Radiation has long been a part of treatment for localized prostate cancer. However, radiation and radiation-delivery modalities continue to evolve to decrease toxicity without sacrificing efficacy, expand the roles of these modalities, and enhance efficacy of other concomitantly delivered treatment modalities. The accompanying studies describe efforts to those effects.
Hypofractionated delivery of radiation is now often considered preferred over conventionally fractionated radiation for localized prostate cancer to maintain efficacy while decreasing toxicity. To determine if the benefit of lower toxicity holds over time, Staffurth et al assessed patient-reported outcomes (PROs) in participants of the CHHiP trial where men were randomized to conventional radiation versus 2 alternative hypofraction schedules. At 5 years post-radiation, there were no significant differences amongst the 3 groups with respect to bowel bother, urinary bother, or sexual bother.
Evidence is emerging that stereotactic body radiation therapy (SBRT) has benefits for oligometastatic disease; however, studies are emerging that support the hypothesis that radiation may enhance immunotherapy in many cancers in the metastatic setting. Kwan et al evaluated the effects of a single fraction of SBRT administered to 1 or 2 disease sites before the first and second doses of avelumab (a PD-L1 antibody) in patients with metastatic castrate-resistant prostate cancer (with prior exposure to at least one second-generation androgen receptor inhibitor). In this single arm phase II study, the disease control rate was 48%, overall response rate was 31%, median radiographic progression-free survival (rPFS) was 8.4 months, and median overall survival (OS) was 14.1 months in this heavily pretreated group of 31 participants. As immunotherapy has been considered efficacious in select groups of prostate cancer (such as tumors with microsatellite instability), this study supports ongoing and new efforts to evaluate how to enhance immunotherapy against prostate cancer.
Radium-223 has been demonstrated to have efficacy in metastatic disease of the bone. Ongoing efforts to determine whether combined modality treatment in this setting may improve outcomes in metastatic disease, Maughn et al evaluated the combination of radium-223 and enzalutamide for safety and efficacy in a small and hypothesis-generating study 47 participants where 35 received enzalutamide plus radium-223 and 12 received enzlutamide alone. Of note, there were no increase in fractures (45 of the 47 participants received bone protective therapy, however), but there were no differences in the secondary endpoints of PSA-PFS, rPFS, or OS (primary endpoints of decline in bone metabolism markers were previously reported). This is a hypothesis generating study that supports the likely safety of this modality if bone protecting agents are utilized.

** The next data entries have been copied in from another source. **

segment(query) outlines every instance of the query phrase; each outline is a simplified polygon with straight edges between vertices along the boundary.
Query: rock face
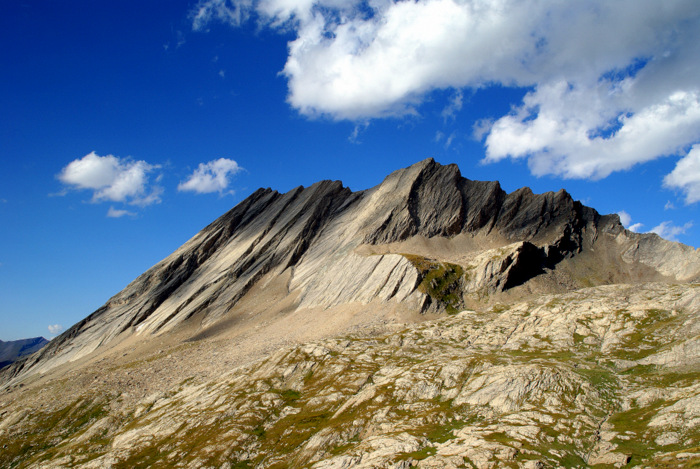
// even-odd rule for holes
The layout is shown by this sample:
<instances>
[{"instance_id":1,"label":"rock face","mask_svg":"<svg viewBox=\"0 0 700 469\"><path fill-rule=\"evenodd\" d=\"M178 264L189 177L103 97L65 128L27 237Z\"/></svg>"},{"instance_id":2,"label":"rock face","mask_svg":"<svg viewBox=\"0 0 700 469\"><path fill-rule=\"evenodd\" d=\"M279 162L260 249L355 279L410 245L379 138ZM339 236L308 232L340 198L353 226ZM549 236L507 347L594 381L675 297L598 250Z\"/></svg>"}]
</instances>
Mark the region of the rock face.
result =
<instances>
[{"instance_id":1,"label":"rock face","mask_svg":"<svg viewBox=\"0 0 700 469\"><path fill-rule=\"evenodd\" d=\"M36 352L48 343L49 341L43 337L10 340L7 342L0 340L0 368L4 368L10 363L16 362L25 355Z\"/></svg>"},{"instance_id":2,"label":"rock face","mask_svg":"<svg viewBox=\"0 0 700 469\"><path fill-rule=\"evenodd\" d=\"M260 189L0 372L0 466L695 467L699 278L433 160Z\"/></svg>"},{"instance_id":3,"label":"rock face","mask_svg":"<svg viewBox=\"0 0 700 469\"><path fill-rule=\"evenodd\" d=\"M221 344L188 343L5 396L0 466L696 467L698 308L698 285L603 286L226 372ZM138 398L115 385L192 355L218 373Z\"/></svg>"},{"instance_id":4,"label":"rock face","mask_svg":"<svg viewBox=\"0 0 700 469\"><path fill-rule=\"evenodd\" d=\"M286 194L259 189L41 352L0 373L0 386L127 337L235 324L247 314L241 300L273 279L285 279L282 302L295 311L376 302L441 312L504 292L691 281L700 276L699 261L693 248L630 233L616 215L601 216L563 190L507 194L497 182L465 179L456 165L432 159L361 192L337 181ZM435 278L441 268L462 275L445 287L447 279ZM430 275L432 287L424 284Z\"/></svg>"}]
</instances>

The 3 studies summarized here represent the ongoing evolution of radiation or radiation-delivery modalities in localized and metastatic prostate cancer. It is encouraging to see the ongoing evaluate of PROs over time, as long-term quality of life in patients potentially cured of disease is of utmost importance. In addition, efforts to evaluate radiation or radium-223 in widely metastatic disease as part of combination therapy may reveal not only situations with modest benefits in efficacy, but more importantly, may reveal molecular insights into newer treatment strategies.